In the intervening 21 years, Schumer and McConnell might as well have swapped talking points.
The politics of impeachment have always revolved around hypocrisy and partisanship. These days, it’s just become easier to see. YouTube readily delivers embarrassing evidence of high-profile flip-flops: videos of Sen. Lindsey Graham (R-S.C.) arguing for impeachment in the ’90s have been a staple of Democratic Twitter accounts for weeks.
Yet the political stakes couldn’t be higher for McConnell, the majority leader, and Schumer, the minority leader, if the Senate is forced to sit in judgment of Trump. He would be the first president to seek reelection after being impeached by the House, if the Senate does not remove him from office. And control of the Senate is up for grabs.
At the same time, the New York Times suggested that McConnell viewed impeachment as inevitable. The Hill’s coverage surmised:
Senate Majority Leader Mitch McConnell (R-Ky.) opposed a motion to dismiss articles of impeachment in 1999, calling a Democratic proposal to quickly dismiss the trial of then-President Clinton “a terrible idea.”
McConnell, then the chairman of the Senate Rules Committee, made it clear he thought the Constitution required the Senate to hold a full trial on the articles of impeachment Clinton was facing for perjury and obstruction of justice, culminating in a vote on whether to convict or acquit the president.
McConnell’s past position will make it difficult for him to champion any motion to dismiss a Senate trial of articles against President Trump, and McConnell [in October 2019] appeared to dissuade his colleagues from entertaining a dismissal.

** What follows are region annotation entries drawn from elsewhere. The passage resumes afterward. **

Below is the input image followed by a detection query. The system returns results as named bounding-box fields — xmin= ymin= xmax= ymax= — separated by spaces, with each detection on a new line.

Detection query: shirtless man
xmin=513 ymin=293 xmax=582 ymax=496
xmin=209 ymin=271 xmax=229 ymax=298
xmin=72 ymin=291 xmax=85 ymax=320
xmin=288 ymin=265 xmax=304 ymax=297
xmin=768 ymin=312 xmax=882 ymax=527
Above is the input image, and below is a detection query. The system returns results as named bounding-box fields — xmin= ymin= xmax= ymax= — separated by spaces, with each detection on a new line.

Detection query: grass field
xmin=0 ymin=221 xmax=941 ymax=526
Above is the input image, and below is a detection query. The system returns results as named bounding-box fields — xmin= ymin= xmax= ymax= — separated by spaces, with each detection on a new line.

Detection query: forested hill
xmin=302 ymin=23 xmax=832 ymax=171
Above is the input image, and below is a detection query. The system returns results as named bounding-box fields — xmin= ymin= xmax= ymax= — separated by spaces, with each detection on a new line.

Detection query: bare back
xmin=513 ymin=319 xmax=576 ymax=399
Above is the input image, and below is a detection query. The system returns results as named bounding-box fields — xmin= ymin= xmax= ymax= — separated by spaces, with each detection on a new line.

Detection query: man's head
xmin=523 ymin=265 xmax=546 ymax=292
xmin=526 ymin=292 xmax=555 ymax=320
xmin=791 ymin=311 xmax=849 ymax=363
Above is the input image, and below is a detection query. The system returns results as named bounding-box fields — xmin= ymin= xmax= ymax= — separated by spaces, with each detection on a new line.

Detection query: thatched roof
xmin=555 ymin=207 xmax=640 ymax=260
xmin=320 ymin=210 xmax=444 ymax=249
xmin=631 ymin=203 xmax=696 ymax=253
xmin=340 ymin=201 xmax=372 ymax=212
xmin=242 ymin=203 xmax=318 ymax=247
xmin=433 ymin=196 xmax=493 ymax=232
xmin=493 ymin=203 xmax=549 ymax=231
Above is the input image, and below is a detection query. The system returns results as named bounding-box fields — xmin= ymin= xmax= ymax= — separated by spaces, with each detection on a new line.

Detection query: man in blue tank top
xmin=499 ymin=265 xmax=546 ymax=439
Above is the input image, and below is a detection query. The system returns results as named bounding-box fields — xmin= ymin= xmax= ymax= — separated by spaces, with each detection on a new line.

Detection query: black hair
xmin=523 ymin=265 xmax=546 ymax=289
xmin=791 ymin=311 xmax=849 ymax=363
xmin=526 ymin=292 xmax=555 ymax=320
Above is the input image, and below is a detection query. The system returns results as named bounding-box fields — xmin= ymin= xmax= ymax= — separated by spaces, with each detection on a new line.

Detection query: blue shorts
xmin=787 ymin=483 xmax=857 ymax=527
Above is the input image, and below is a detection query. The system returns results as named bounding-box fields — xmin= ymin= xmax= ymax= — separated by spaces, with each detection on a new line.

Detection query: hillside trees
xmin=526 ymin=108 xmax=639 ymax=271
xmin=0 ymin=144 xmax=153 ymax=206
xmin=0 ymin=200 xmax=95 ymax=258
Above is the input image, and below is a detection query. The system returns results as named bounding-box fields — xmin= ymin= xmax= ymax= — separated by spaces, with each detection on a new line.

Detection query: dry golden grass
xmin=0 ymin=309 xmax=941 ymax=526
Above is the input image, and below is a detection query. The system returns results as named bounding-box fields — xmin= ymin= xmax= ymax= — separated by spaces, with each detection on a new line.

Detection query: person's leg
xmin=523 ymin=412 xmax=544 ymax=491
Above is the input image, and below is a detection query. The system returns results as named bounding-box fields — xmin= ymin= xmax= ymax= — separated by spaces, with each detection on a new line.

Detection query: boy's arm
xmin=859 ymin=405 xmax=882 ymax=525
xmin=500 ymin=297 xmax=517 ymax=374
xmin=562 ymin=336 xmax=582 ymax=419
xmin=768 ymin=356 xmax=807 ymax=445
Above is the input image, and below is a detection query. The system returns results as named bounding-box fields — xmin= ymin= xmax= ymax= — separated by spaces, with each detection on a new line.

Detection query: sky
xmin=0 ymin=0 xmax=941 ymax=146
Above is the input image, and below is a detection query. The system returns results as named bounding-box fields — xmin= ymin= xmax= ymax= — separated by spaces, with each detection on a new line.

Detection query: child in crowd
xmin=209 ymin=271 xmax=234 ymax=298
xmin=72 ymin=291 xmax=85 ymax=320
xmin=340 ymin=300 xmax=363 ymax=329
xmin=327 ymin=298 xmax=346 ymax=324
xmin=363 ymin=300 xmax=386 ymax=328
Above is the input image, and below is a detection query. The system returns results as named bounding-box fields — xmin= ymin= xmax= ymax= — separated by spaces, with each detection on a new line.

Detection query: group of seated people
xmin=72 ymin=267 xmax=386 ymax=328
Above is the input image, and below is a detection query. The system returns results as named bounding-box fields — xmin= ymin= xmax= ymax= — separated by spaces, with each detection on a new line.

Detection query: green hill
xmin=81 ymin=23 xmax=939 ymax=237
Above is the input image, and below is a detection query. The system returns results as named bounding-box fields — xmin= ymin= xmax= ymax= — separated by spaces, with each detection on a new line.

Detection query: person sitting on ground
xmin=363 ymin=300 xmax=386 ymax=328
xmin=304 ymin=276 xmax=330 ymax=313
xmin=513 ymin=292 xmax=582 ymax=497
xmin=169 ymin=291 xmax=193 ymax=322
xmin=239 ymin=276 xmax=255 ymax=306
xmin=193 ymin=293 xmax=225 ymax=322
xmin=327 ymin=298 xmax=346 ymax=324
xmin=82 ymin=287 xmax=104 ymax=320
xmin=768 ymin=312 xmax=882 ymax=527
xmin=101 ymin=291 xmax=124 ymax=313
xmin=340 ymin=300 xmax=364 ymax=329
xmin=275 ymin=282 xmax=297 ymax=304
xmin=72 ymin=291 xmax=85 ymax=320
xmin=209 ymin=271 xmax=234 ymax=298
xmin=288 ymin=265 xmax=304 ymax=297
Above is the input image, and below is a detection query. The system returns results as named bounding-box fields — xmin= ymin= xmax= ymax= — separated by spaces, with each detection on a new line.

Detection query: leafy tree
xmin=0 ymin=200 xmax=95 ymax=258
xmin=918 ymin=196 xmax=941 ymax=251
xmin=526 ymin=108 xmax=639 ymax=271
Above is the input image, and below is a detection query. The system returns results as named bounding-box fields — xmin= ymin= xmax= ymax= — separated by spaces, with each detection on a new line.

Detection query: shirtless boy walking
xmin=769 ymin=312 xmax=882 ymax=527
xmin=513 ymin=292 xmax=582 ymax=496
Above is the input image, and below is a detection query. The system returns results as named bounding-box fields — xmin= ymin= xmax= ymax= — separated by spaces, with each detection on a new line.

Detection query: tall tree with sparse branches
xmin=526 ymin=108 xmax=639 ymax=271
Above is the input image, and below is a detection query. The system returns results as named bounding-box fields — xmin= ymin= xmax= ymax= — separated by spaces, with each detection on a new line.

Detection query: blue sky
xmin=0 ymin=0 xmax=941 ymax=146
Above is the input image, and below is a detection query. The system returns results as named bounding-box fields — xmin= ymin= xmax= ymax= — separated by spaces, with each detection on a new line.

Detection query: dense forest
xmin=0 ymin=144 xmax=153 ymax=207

On October 30 2019, the Associated Press reported:
From the Senate floor, McConnell (R-Ky.) specifically called out House Speaker Nancy Pelosi and Trump-basher Adam Schiff, chairman of the House Intelligence Committee, for their impeachment efforts and called it “a bizarre process.”
He described “an impeachment inquiry as about the most solemn and serious process the House of Representatives can embark on,” but said that “instead of setting a high bar, House Democrats seem determined to set a new low.”
Memes quoting Sen. Mitch McConnell as saying he was “completely and utterly perplexed by those who argue that perjury and obstruction of justice are not high crimes and misdemeanors” during a November 2019 impeachment news cycle contained a real quote, accurately described. Along with them was a tacit suggestion that McConnell was “hypocritical” for racing to impeach a president of the other party, presuming he was loath to comply with proceedings in 2019.
For obvious partisan reasons, McConnell did not seem thrilled about the looming congressional tension, but neither did those feelings extend solely to the GOP. The same contrast of impeachments in 1999 and 2019 went the other way, where Democrats of the Clinton era were similarly reticent to see him impeached. The quote is legitimate, but the context is nuanced.